By bounding the input queue we block the thread receiving network packets which will apply back pressure up stream. If the network protocol is TCP, similar back pressure is applied via the filling of network buffers, on the sender. This process can repeat all the way back via the gateway to the customer. For each service we need to configure the queues so that they do their part in achieving the required quality-of-service for the end-to-end customer experience.
One of the biggest wins I often find is to improve the time taken to process individual transaction latency. This helps in the best and worst case scenarios.
Worst Case Scenario
Let’s say the queue is unbounded and the system is under sustained heavy load. Things can begin to go wrong very quickly in subtle ways before memory is exhausted. What do you think will happen when the queue is larger than the processor cache? The consumer threads will be suffering cache misses just at the time when they are struggling to keep up, thus compounding the problem. This can cause a system to get into trouble very quickly and eventually crash. Under Linux this is particularly nasty because malloc, or one of its friends, will succeed because Linux allows “ Over Commit” by default, then later at the point of using that memory, the OOM Killer will start shooting processes. When the OS starts shooting processes, you just know things are not going to end well!
What About Synchronous Designs?
You may say that with synchronous designs there are no queues. Well not such obvious ones. If you have a thread pool then it will have a lock, or semaphore, wait queues to assign threads. If you are crazy enough to allocate a new thread on every request, then once you are over the huge cost of thread creation, your thread is in the run queue for a processor to execute. Also, these queues involve context switches and condition variables which greatly increase the costs. You just cannot run away from queues, they are everywhere! Best to embrace them and design for the quality-of-service your system needs to deliver to its customers. If we must have queues, then design for them, and maybe choose some nice lock-free ones with great performance.

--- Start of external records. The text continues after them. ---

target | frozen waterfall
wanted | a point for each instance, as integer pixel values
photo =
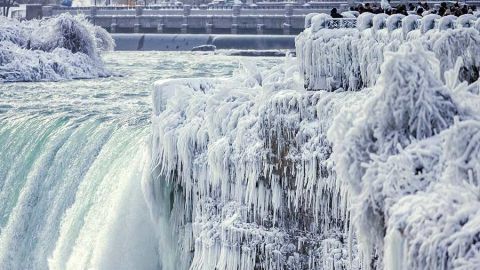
(52, 49)
(255, 172)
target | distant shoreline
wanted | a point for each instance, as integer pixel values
(186, 42)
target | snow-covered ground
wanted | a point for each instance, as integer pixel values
(64, 47)
(255, 172)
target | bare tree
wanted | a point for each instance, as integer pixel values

When we need to support synchronous protocols like REST then use back pressure, signalled by our full incoming queue at the gateway, to send a meaningful “server busy” message such as the HTTP 503 status code. The customer can then interpret this as time for a coffee and cake at the café down the road.
Subtleties To Watch Out For…
You need to consider the whole end-to-end service. What if a client is very slow at consuming data from your system? It could tie up a thread in the gateway taking it out of action. Now you have less threads working the queue so the response time will be increasing. Queues and threads need to be monitored, and appropriate action needs to be taken when thresholds are crossed. For example, when a queue is 70% full, maybe an alert should be raised so an investigation can take place? Also, transaction times need to be sampled to ensure they are in the expected range.
If we do not consider how our systems will behave when under heavy load then they will most likely seriously degrade at best, and at worst crash. When they crash this way, we get to find out if there are any really evil data corruption bugs lurking in those dark places. Applying back pressure is one effective technique for coping with sustained high-load, such that maximum throughput can be delivered without degrading system performance for the already accepted requests and transactions.